Depuis la guerre d’Algérie, des meurtres visant des personnes identifiées comme « maghrébines » ponctuent la sinistre chronique du racisme en France, au point que le mot « arabicide » a pu être forgé par l’auteur d’un livre sur le sujet. Certains discours politiques ont pu inspirer des passages à l’acte, comme le meurtre d’Ibrahim Ali, un jeune Français d’origine comorienne tué en 1995 à Marseille par un colleur d’affiches du Front national. Mais jamais la volonté d’un meurtrier raciste d’inciter autrui à s’inspirer de son geste, troublant ainsi « l’ordre public par l’intimidation ou la terreur » selon la formule du code pénal, n’avait abouti à une qualification de « terrorisme ».
Après le meurtre d’Hichem Miraoui, 45 ans, samedi 31 mai à Puget-sur-Argens (Var), le choix de saisir le Parquet national antiterroriste se fonde notamment sur l’appel à « aller les chercher là où ils [les étrangers] sont », posté sur les réseaux sociaux par Christophe B., 53 ans. Ce suspect est ainsi visé par une enquête pour « assassinat en relation avec une entreprise terroriste, commis en raison de la race ou de la religion ». Pertinente, cette qualification constitue une première en matière d’homicide raciste ou antimusulman. Elle reflète l’émergence d’une inquiétante menace : celle d’un terrorisme d’extrême droite.
En mêlant appels au meurtre raciste et incitation au vote RN dans des messages diffusés sans le moindre filtre par Facebook et X, Christophe B. met en lumière l’ambiguïté, voire la perversité, des discours du Rassemblement national. La façade de respectabilité édifiée par Marine Le Pen masque des messages de haine à peine subliminaux de ses troupes. La présentation de l’immigration comme une « submersion » responsable de tous les maux du pays, l’identification des musulmans aux terroristes et des auteurs de violences urbaines à des « sauvages », instille depuis des années le rejet de l’étranger que des groupes d’ultradroite ou des individus isolés sont incités à traduire en actes.
Mais ce « racisme d’atmosphère », selon l’expression du socialiste Olivier Faure, est aussi favorisé par la porosité d’une part croissante de l’échiquier politique à la phraséologie du RN. En dénonçant les « barbares » après les incidents survenus au cours des célébrations de la victoire du PSG, en plaçant sans cesse l’islam, les musulmans et l’Algérie au centre de la conversation politique, Bruno Retailleau a alimenté, comme d’autres responsables politiques, la machine à haine. Sa dénonciation du crime « raciste » du Var et du racisme comme un « poison qui tue » n’en est que plus appréciable.
Il reste que la substitution fréquente d’un prisme religieux à l’analyse du racisme et des rapports sociaux qui imprègnent ce type de crime constitue une regrettable régression.
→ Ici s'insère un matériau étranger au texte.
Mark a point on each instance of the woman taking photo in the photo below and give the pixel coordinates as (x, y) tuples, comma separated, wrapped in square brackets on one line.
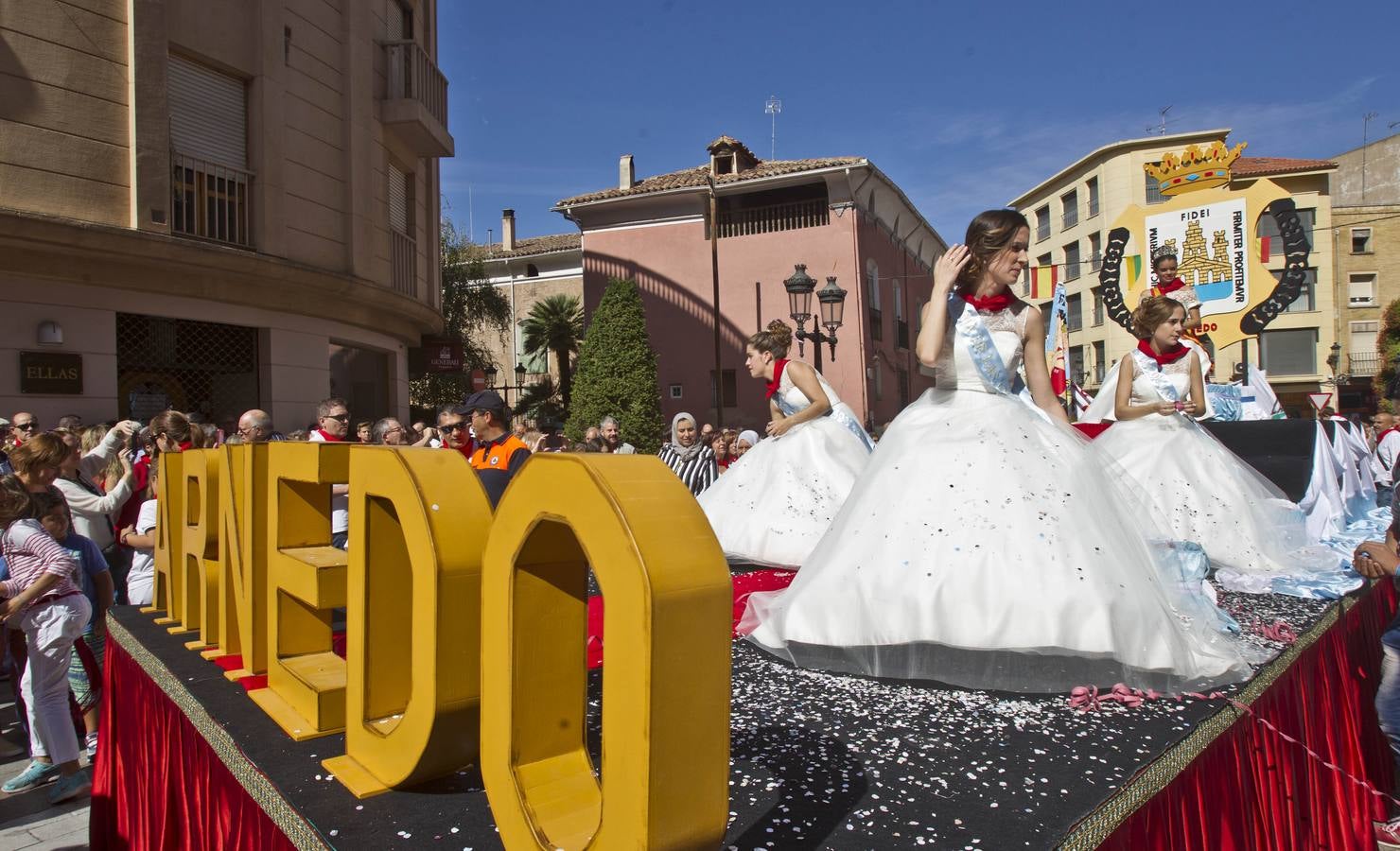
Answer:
[(982, 545), (688, 457), (780, 495)]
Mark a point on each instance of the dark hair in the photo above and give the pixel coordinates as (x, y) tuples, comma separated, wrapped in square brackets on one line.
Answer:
[(1152, 311), (44, 449), (989, 234), (775, 339), (177, 427)]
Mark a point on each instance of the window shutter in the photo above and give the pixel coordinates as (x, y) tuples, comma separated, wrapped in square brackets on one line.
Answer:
[(209, 113), (398, 199)]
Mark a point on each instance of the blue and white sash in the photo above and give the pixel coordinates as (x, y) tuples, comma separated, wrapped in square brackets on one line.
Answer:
[(1152, 372), (980, 346)]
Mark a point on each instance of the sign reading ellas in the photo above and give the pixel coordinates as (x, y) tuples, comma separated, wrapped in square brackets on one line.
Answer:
[(465, 632)]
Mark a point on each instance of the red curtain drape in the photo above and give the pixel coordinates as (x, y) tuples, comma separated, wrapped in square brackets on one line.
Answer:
[(157, 783), (1254, 790)]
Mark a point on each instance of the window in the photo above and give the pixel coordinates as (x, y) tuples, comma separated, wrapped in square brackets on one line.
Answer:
[(1361, 241), (1071, 261), (1306, 300), (729, 385), (1154, 194), (1269, 230), (872, 294), (1361, 347), (1361, 290), (1288, 352)]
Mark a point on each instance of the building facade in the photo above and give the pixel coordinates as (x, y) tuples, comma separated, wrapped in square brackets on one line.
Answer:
[(527, 271), (840, 217), (1367, 250), (1070, 216), (219, 204)]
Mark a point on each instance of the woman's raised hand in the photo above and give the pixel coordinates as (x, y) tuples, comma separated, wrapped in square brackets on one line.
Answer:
[(948, 266)]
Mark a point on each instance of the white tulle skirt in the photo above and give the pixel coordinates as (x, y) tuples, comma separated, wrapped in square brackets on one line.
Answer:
[(1204, 493), (985, 547), (776, 501)]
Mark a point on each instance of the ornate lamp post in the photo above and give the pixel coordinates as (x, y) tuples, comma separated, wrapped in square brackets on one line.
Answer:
[(799, 306)]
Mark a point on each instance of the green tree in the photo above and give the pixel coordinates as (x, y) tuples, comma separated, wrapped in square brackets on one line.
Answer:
[(618, 372), (554, 325), (472, 311), (1386, 381)]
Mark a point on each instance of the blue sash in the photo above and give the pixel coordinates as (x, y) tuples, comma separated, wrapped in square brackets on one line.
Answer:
[(980, 346)]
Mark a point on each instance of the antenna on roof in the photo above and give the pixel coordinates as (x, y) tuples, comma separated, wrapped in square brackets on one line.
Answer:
[(773, 107), (1163, 122)]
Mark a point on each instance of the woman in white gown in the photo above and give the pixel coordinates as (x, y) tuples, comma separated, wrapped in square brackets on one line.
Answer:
[(1201, 490), (983, 547), (776, 501)]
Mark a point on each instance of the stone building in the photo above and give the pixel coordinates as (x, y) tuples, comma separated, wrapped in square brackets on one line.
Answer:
[(219, 204)]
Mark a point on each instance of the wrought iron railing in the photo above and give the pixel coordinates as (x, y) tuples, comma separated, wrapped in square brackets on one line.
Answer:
[(210, 200), (775, 217), (411, 75)]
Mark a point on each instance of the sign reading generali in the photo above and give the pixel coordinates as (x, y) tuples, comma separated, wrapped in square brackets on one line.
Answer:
[(51, 373)]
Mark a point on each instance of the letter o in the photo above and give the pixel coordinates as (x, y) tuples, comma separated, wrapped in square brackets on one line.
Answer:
[(665, 722)]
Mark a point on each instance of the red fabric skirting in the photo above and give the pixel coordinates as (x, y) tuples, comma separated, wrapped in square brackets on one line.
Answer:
[(157, 781), (1251, 789)]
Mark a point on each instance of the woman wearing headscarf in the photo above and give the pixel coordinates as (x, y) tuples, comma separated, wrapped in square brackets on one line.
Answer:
[(688, 455)]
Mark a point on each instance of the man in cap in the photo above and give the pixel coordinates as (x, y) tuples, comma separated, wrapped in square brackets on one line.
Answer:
[(498, 454)]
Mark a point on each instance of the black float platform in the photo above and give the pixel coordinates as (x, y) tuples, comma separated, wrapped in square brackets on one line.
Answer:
[(818, 760)]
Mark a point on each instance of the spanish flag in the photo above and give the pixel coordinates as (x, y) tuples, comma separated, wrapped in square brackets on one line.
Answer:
[(1043, 280)]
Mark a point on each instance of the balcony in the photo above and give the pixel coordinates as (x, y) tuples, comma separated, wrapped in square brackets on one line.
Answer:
[(1362, 363), (403, 264), (776, 217), (414, 99), (210, 201)]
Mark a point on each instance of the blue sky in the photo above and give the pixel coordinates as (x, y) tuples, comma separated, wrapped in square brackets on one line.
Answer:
[(962, 105)]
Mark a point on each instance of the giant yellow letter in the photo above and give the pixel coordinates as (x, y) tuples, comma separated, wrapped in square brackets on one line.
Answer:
[(419, 525), (668, 611), (306, 690)]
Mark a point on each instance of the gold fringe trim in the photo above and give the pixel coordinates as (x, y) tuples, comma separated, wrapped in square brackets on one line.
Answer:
[(254, 781), (1149, 781)]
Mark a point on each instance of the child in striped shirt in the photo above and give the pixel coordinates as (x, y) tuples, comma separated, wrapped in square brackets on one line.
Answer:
[(43, 600)]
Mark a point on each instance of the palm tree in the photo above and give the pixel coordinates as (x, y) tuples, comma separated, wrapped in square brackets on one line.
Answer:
[(556, 325)]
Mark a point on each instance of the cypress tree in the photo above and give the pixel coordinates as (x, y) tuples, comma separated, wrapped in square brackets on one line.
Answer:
[(616, 372)]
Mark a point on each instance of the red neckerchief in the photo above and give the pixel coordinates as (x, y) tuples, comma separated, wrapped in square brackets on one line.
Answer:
[(993, 304), (1172, 286), (1171, 356), (778, 376)]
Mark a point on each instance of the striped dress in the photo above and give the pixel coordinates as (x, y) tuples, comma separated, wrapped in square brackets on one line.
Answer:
[(697, 472)]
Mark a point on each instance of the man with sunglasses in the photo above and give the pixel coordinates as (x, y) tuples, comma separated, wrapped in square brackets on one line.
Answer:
[(333, 423)]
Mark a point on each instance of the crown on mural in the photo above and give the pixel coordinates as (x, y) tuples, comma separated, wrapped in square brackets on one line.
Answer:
[(1195, 168)]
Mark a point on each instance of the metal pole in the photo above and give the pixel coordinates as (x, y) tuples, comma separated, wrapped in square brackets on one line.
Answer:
[(714, 274)]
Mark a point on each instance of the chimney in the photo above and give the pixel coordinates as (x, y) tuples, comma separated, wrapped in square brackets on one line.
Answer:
[(626, 174)]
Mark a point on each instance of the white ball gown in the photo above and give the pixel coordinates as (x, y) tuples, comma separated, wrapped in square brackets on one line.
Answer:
[(1253, 535), (983, 547), (776, 501)]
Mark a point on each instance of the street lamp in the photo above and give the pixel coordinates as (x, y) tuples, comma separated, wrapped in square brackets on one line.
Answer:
[(831, 299)]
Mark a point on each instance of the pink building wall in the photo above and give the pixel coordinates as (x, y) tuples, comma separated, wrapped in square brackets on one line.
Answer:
[(671, 265)]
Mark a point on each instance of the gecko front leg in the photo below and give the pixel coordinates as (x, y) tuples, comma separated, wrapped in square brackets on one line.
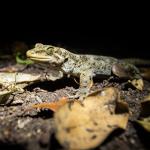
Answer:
[(86, 82)]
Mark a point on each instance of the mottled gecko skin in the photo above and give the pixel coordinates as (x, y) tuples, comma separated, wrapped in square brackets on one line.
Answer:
[(83, 66)]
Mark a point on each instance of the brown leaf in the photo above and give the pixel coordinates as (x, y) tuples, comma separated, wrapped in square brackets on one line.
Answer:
[(88, 125), (54, 106), (137, 83)]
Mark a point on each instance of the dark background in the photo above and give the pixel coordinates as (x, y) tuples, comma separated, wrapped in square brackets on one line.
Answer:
[(104, 32)]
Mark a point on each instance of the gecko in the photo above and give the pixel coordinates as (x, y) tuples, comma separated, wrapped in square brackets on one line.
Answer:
[(83, 66)]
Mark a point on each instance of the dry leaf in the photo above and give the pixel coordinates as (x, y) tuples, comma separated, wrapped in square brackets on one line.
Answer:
[(145, 123), (88, 125), (54, 106), (137, 83)]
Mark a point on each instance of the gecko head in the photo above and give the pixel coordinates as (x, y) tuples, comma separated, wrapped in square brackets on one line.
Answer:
[(47, 53)]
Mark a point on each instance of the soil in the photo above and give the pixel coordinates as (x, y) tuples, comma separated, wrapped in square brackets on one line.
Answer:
[(22, 127)]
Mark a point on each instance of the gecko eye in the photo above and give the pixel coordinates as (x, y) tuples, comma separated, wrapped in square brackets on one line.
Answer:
[(50, 50)]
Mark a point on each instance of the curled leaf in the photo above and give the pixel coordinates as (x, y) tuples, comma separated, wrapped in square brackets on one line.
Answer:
[(88, 125), (54, 106), (145, 123), (137, 83)]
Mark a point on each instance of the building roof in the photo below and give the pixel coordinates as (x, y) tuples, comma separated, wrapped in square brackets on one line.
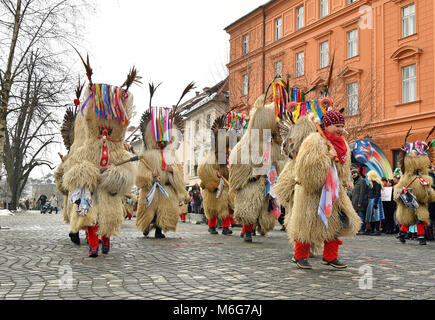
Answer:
[(219, 92), (247, 15)]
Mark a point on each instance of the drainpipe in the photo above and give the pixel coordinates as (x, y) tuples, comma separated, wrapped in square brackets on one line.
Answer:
[(264, 46)]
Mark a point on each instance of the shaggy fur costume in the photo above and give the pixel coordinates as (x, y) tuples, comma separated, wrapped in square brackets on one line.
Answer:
[(107, 188), (247, 185), (285, 186), (424, 194), (207, 172), (78, 136), (311, 169), (128, 207), (163, 211)]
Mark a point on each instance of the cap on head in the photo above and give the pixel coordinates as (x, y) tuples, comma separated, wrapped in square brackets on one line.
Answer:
[(332, 117)]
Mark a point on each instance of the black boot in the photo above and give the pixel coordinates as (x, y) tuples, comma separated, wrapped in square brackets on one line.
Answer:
[(226, 231), (422, 240), (159, 234), (248, 236), (302, 263), (402, 236), (334, 263), (75, 238)]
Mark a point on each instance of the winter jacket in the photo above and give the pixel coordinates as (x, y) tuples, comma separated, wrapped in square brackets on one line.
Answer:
[(360, 195)]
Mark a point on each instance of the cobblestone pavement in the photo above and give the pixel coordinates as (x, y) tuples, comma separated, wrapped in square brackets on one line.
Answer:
[(38, 261)]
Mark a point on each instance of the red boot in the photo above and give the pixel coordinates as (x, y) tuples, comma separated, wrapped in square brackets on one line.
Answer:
[(94, 241), (330, 254), (106, 245)]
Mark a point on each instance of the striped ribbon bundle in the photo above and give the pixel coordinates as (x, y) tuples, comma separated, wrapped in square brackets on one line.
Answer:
[(109, 103), (237, 122), (281, 99), (299, 109), (162, 124), (128, 147), (296, 95)]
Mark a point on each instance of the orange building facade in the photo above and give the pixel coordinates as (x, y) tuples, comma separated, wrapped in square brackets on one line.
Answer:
[(383, 71)]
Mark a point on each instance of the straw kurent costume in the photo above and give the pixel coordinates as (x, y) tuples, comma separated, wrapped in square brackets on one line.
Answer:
[(129, 202), (413, 193), (101, 172), (161, 180), (251, 163), (213, 171), (321, 212), (73, 133)]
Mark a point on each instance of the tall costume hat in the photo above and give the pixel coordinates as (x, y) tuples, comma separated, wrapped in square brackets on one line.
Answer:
[(160, 195), (100, 171), (413, 192)]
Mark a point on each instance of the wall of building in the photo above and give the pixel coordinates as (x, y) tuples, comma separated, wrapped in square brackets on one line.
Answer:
[(377, 68)]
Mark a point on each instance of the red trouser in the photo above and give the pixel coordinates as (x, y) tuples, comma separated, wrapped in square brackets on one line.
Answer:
[(93, 237), (226, 223), (232, 217), (330, 250), (420, 228), (247, 227)]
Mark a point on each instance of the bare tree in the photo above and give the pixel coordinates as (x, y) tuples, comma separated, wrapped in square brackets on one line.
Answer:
[(358, 122), (28, 26), (32, 125)]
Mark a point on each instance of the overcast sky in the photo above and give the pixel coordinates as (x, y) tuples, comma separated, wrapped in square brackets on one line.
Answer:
[(173, 42)]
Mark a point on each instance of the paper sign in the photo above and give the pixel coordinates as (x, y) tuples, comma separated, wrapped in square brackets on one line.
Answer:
[(387, 194)]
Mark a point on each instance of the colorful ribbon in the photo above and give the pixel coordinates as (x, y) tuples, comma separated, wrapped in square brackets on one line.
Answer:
[(108, 102)]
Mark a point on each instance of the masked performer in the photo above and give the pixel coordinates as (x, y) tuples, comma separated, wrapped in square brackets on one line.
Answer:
[(214, 174), (73, 133), (101, 173), (413, 193), (160, 179), (255, 161), (321, 211)]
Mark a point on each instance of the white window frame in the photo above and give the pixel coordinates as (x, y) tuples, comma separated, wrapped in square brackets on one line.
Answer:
[(300, 64), (245, 85), (352, 43), (208, 121), (300, 17), (245, 44), (278, 68), (324, 54), (352, 98), (278, 28), (409, 83), (324, 8), (408, 21)]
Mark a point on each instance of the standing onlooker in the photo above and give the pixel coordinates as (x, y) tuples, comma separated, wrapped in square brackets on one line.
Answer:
[(431, 208), (190, 206), (53, 203), (360, 198), (389, 207), (375, 212), (41, 201), (197, 199)]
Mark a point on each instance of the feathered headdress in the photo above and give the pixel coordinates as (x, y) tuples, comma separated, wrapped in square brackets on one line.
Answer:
[(109, 101), (163, 119), (415, 149), (67, 129)]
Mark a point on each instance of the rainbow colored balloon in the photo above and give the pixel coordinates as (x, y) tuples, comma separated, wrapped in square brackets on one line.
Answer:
[(367, 153)]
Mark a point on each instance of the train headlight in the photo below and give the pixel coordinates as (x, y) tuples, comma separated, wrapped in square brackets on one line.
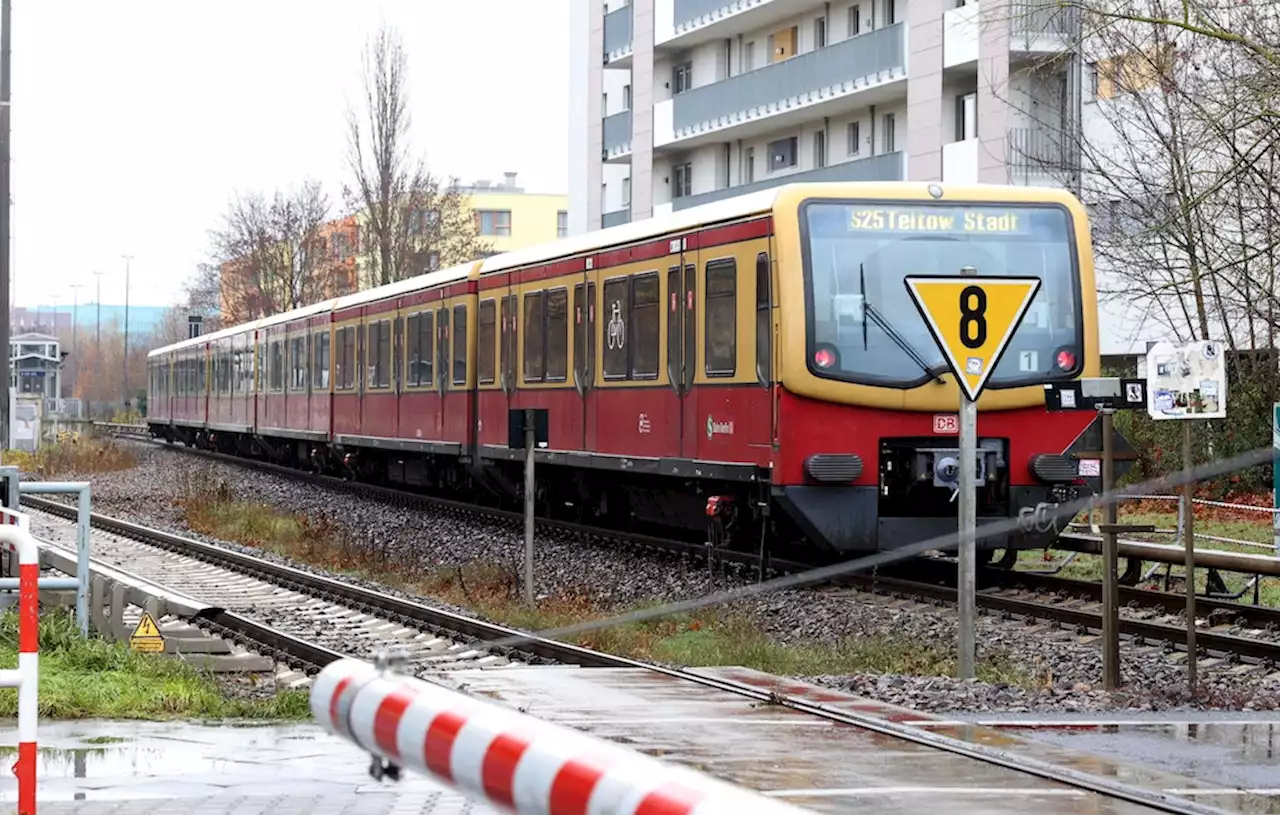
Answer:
[(824, 357), (1065, 360)]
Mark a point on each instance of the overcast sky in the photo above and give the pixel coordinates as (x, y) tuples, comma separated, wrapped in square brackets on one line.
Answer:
[(135, 120)]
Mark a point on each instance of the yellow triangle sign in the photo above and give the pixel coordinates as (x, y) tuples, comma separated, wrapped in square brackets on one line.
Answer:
[(972, 320), (146, 636)]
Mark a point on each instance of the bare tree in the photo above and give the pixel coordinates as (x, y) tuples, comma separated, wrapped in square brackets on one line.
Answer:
[(273, 253), (415, 221)]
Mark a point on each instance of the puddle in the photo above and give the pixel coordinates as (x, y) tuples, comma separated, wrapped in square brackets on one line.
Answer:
[(124, 760)]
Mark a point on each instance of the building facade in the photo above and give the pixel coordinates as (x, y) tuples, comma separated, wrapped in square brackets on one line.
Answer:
[(510, 218), (690, 101)]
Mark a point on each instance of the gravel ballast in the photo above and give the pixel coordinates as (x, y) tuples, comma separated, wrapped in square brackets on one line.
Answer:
[(1066, 664)]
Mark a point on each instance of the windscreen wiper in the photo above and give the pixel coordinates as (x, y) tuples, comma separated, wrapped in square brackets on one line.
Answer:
[(908, 348)]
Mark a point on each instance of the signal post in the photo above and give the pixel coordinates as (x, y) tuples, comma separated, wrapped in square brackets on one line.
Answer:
[(972, 319)]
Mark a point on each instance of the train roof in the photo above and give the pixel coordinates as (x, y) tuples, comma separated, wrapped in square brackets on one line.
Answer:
[(728, 209)]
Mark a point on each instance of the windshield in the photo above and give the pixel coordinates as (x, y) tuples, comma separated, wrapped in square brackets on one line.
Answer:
[(858, 255)]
Certes, l’écho des chocs répétés infligés à la société française par les attentats islamistes se lit dans la prose haineuse de Christophe B. Mais celle-ci, où il est question de « bicots », semble d’abord inspirée par un racisme et une xénophobie « à l’ancienne ».
En considérant le drame de Puget-sur-Argens sous un angle exclusivement religieux avant même de connaître le rapport qu’entretenait Hichem Miraoui avec l’islam, on tend à essentialiser ce dernier et à privilégier l’angle favori de tous les extrêmes. Alors que cet assassinat devrait d’abord provoquer une condamnation de tous les discours qui assimilent une religion, mais aussi une couleur de peau, une culture, une nationalité ou une origine étrangère à une menace.